Una investigación realizada por Profamilia, una organización que se define como la abanderada en la defensa de los derechos humanos, sexuales y reproductivos en Colombia, revela un preocupante panorama vivido por los menores de edad en Cali y Medellín, dos de las tres ciudades más importantes de Colombia, y en los municipios de Uribia y Dibulla, en La Guajira.
El estudio se realizó en esos cuatro municipios por sus brechas sociales, su diversidad cultural y su potencial de transformación, según la fuente.

Profamilia dio a conocer que en el diagnóstico Somos Visibles: generaciones sin violencias, realizado con apoyo del gobierno de Canadá, fueron entrevistadas 8.500 personas.
La conclusión es tajante: “Más de la mitad de las niñas, niños y adolescentes encuestados ha vivido algún tipo de violencia en el último año; una de cada cuatro ha experimentado violencia psicológica”.
“El estudio recogió la voz de más de 8.500 personas, entre ellas 6.333 niñas, niños y adolescentes, 1.004 madres, padres o cuidadores, 212 docentes y directivos de instituciones educativas y 960 personas del entorno comunitario, lo que permitió construir un diagnóstico territorial sobre las vivencias y situaciones que sostienen estas violencias en el hogar, la escuela y la comunidad”, explicó Profamilia en un comunicado.

Los testimonios permitieron conocer que “las violencias basadas en género afectan, con frecuencia, desde edades tempranas. El 58,4 por ciento de niñas, niños y adolescentes reconoce haber vivido al menos una situación de violencia de género durante el último año, mientras una de cada cuatro personas ha experimentado violencia psicológica”.
Otro de los hallazgos fue que más del 60 por ciento de las personas reportó “haber experimentado violencia física o psicológica en el entorno familiar en algún momento de su vida, y en el entorno comunitario esta cifra supera el 50 por ciento”.
Además, permitió establecer que un número limitado de los entrevistados reconoce qué constituye una violencia basada en género.

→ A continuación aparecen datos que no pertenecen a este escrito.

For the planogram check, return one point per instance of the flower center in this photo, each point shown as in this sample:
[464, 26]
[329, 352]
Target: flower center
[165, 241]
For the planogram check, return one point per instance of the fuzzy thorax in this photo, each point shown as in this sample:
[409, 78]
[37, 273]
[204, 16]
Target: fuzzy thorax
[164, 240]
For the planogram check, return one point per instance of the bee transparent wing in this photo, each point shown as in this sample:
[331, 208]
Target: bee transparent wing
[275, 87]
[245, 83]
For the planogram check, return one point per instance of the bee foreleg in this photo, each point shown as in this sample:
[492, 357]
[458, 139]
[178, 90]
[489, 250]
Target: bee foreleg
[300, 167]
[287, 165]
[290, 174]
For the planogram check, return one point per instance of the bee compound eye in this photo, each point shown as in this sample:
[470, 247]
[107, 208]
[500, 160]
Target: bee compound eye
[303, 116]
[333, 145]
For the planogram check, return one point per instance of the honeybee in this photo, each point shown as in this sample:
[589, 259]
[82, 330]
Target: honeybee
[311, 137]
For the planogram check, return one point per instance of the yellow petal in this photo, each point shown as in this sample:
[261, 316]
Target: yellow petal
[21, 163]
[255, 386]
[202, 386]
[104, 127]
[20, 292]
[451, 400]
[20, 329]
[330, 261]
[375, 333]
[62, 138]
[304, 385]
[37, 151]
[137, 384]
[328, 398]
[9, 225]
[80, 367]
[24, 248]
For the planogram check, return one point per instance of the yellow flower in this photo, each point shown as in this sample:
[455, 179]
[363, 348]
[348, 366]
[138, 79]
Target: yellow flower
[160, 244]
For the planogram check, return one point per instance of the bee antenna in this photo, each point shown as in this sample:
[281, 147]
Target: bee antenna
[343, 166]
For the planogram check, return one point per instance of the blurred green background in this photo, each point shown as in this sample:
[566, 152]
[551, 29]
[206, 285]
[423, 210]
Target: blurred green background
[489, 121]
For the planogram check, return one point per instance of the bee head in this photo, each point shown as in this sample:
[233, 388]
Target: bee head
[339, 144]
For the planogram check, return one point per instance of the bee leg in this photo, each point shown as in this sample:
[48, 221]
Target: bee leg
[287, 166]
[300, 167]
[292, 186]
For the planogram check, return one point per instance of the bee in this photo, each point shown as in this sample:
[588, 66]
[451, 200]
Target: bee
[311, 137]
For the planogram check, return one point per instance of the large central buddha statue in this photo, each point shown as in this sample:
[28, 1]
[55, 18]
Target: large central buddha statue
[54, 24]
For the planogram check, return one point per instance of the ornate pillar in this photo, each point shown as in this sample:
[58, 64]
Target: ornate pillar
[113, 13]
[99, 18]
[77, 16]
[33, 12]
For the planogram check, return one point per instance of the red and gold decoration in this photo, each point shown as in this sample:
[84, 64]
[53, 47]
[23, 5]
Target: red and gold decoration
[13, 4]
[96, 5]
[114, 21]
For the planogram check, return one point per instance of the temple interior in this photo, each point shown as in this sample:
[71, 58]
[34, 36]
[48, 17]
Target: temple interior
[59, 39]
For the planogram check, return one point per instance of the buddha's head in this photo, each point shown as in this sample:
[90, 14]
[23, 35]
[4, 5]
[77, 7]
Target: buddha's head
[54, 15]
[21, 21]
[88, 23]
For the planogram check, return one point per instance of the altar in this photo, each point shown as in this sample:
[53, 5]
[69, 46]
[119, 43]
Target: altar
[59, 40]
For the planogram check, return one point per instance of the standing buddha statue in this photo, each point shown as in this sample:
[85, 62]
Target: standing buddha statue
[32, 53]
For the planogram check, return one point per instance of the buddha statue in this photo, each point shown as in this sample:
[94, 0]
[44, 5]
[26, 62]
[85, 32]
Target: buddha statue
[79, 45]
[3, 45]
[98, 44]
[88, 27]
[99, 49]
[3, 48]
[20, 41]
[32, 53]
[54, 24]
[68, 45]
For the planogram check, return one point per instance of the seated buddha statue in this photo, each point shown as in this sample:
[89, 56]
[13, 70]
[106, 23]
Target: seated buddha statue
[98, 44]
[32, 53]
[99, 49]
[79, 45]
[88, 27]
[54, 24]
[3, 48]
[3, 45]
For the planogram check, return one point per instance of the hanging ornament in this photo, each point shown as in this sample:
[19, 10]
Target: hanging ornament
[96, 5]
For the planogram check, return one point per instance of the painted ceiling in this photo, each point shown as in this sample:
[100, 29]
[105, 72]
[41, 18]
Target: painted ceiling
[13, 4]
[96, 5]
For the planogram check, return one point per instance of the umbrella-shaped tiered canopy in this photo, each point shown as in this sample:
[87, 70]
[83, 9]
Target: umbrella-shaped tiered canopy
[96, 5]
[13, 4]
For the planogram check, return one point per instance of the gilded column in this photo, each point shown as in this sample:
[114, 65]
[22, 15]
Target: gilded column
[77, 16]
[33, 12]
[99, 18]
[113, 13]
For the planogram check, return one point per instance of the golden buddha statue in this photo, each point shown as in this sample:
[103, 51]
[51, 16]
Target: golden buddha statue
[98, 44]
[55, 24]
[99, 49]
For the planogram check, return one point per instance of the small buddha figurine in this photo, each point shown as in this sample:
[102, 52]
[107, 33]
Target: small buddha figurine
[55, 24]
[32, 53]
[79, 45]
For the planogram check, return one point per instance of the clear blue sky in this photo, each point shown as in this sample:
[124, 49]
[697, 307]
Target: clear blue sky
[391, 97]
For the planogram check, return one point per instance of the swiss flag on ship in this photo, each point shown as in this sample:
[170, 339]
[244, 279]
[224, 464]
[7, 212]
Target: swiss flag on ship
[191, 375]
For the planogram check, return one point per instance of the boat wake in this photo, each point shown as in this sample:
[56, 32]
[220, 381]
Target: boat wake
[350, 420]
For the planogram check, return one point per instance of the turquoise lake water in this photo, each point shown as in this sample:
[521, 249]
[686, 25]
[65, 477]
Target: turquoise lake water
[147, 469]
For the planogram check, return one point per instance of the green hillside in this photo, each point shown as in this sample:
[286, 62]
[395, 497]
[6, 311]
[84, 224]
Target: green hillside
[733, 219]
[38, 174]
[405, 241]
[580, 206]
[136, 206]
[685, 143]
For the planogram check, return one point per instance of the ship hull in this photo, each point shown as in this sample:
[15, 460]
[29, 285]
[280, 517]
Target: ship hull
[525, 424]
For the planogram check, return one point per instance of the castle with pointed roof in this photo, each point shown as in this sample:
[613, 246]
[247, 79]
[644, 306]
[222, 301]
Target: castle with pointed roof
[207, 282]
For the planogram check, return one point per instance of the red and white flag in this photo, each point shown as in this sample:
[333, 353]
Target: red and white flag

“En promedio, solo el 53,9 por ciento de niñas, niños y adolescentes identifica estas violencias, una proporción que desciende hasta 33,7 por ciento en zonas rurales de Uribia y Dibulla”, comunicó Profamilia.
Como si fuera poco, el diagnóstico también evidenció la existencia de una brecha entre la experiencia de sufrir algún tipo de estas violencias y la activación de mecanismos de denuncia.
“En el entorno familiar, las denuncias formales oscilan entre el 6 por ciento y el 14 por ciento, y en los últimos doce meses rara vez superan el 20 por ciento, influenciadas por factores como la naturalización de la violencia, el miedo a represalias, la cercanía con la persona agresora y la dependencia económica”, señaló la organización.
Los resultados de la investigación fueron revelados en el marco de la conmemoración del 8 de marzo, Día Internacional de la Mujer, y buscan eliminar ese tipo de hechos.

Además, permitirá el desarrollo de un proyecto que busca impactar a más de 9.500 personas, entre ellas más de 7.000 niñas, niños y adolescentes, en Medellín, Cali, Uribia y Dibulla (La Guajira) durante cuatro años, entre 2026 y 2029.
“Para Canadá es un orgullo apoyar el proyecto Somos Visibles, una iniciativa que pone en el centro los derechos de niñas, niños, adolescentes y jóvenes en Colombia. No podemos hablar de futuro mientras persistan las violencias basadas en género, por eso celebramos esta alianza con Profamilia, que busca generar oportunidades para que cada niña, cada mujer y cada joven pueda vivir sin miedo y con plena autonomía”, dijo la embajadora de Canadá en Colombia, Elizabeth Williams.